EDIT: One thing which is important here is that there's a difference between C# and Java in order of initialization. If you have a class such as:
public class Child : Parent
{
private int foo = 10;
protected override void ShowFoo()
{
Console.WriteLine(foo);
}
}
where the Parent constructor calls ShowFoo, in C# it will display 10. The equivalent program in Java would display 0.
In C++, calling a virtual method in a base class constructor will simply call the method as if the derived class doesn't exist yet (because it doesn't). So that means that the call is resolved at compile time to whatever method it should call in the base class (or classes it derived from).
Tested with GCC, it allows you to call a pure virtual function from a constructor, but it gives a warning, and results in a link time error. It appears that this behavior is undefined by the standard:
"Member functions can be called from a constructor (or destructor) of an abstract class; the effect of making a virtual call (class.virtual) to a pure virtual function directly or indirectly for the object being created (or destroyed) from such a constructor (or destructor) is undefined."
With C++ the virtual methods are routed through the vtable for the class that is being constructed. So in your example it would generate a pure virtual method exception since whilst BaseObject is being constructed there simply is no LoadStateCore method to invoke.
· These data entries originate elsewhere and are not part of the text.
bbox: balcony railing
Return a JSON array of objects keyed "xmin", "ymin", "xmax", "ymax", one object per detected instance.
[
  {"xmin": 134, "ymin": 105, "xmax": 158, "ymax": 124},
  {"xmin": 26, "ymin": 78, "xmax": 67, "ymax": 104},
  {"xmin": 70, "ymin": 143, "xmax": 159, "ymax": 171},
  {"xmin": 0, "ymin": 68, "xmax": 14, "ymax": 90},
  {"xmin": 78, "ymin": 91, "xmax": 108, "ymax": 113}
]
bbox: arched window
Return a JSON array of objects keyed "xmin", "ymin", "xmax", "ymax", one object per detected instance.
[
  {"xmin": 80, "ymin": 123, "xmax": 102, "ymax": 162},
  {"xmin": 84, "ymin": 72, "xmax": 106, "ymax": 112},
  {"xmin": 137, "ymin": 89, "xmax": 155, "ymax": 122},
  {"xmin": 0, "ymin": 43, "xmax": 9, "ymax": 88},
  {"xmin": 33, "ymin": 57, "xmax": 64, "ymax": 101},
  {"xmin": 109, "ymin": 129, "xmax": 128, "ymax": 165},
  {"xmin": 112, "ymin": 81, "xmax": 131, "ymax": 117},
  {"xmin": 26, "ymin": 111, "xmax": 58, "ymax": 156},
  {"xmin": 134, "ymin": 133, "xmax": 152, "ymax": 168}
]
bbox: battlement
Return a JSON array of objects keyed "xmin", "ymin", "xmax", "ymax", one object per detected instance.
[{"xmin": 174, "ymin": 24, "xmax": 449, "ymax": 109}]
If the function is not abstract, but simply does nothing then you will often get the programmer scratching their head for a while trying to remember why it is that the function doesn't actually get called.
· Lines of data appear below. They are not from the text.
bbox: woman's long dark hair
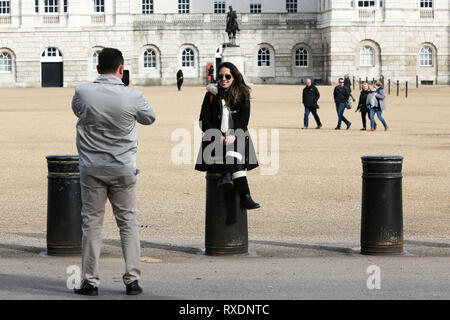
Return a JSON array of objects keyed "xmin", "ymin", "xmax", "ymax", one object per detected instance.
[{"xmin": 217, "ymin": 62, "xmax": 250, "ymax": 106}]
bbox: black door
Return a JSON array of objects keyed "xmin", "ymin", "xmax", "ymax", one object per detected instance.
[{"xmin": 41, "ymin": 62, "xmax": 63, "ymax": 87}]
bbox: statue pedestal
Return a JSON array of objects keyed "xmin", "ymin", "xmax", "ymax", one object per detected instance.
[{"xmin": 222, "ymin": 46, "xmax": 245, "ymax": 78}]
For this reason you simply can't do it this way in C++ ...
For C++ the base constructor is called before the derived constructor, which means that the virtual table (which holds the addresses of the derived class's overridden virtual functions) does not yet exist. For this reason, it is considered a VERY dangerous thing to do (especially if the functions are pure virtual in the base class...this will cause a pure-virtual exception).
There are two ways around this:
Do a two-step process of construction + initialization
Move the virtual functions to an internal class that you can more closely control (can make use of the above approach, see example for details)
An example of (1) is:
class base
{
public:
base()
{
// only initialize base's members
}
virtual ~base()
{
// only release base's members
}
virtual bool initialize(/* whatever goes here */) = 0;
};
class derived : public base
{
public:
derived ()
{
// only initialize derived 's members
}
virtual ~derived ()
{
// only release derived 's members
}
virtual bool initialize(/* whatever goes here */)
{
// do your further initialization here
// return success/failure
}
};
An example of (2) is:
class accessible
{
private:
class accessible_impl
{
protected:
accessible_impl()
{
// only initialize accessible_impl's members
}
public:
static accessible_impl* create_impl(/* params for this factory func */);
virtual ~accessible_impl()
{
// only release accessible_impl's members
}
virtual bool initialize(/* whatever goes here */) = 0;
};
accessible_impl* m_impl;
public:
accessible()
{
m_impl = accessible_impl::create_impl(/* params to determine the exact type needed */);
if (m_impl)
{
m_impl->initialize(/* ... */); // add any initialization checking you need
}
}
virtual ~accessible()
{
if (m_impl)
{
delete m_impl;
}
}
/* Other functionality of accessible, which may or may not use the impl class */
};
Approach (2) uses the Factory pattern to provide the appropriate implementation for the accessible class (which will provide the same interface as your base class). One of the main benefits here is that you get initialization during construction of accessible that is able to make use of virtual members of accessible_impl safely.
For C++, section 12.7, paragraph 3 of the Standard covers this case.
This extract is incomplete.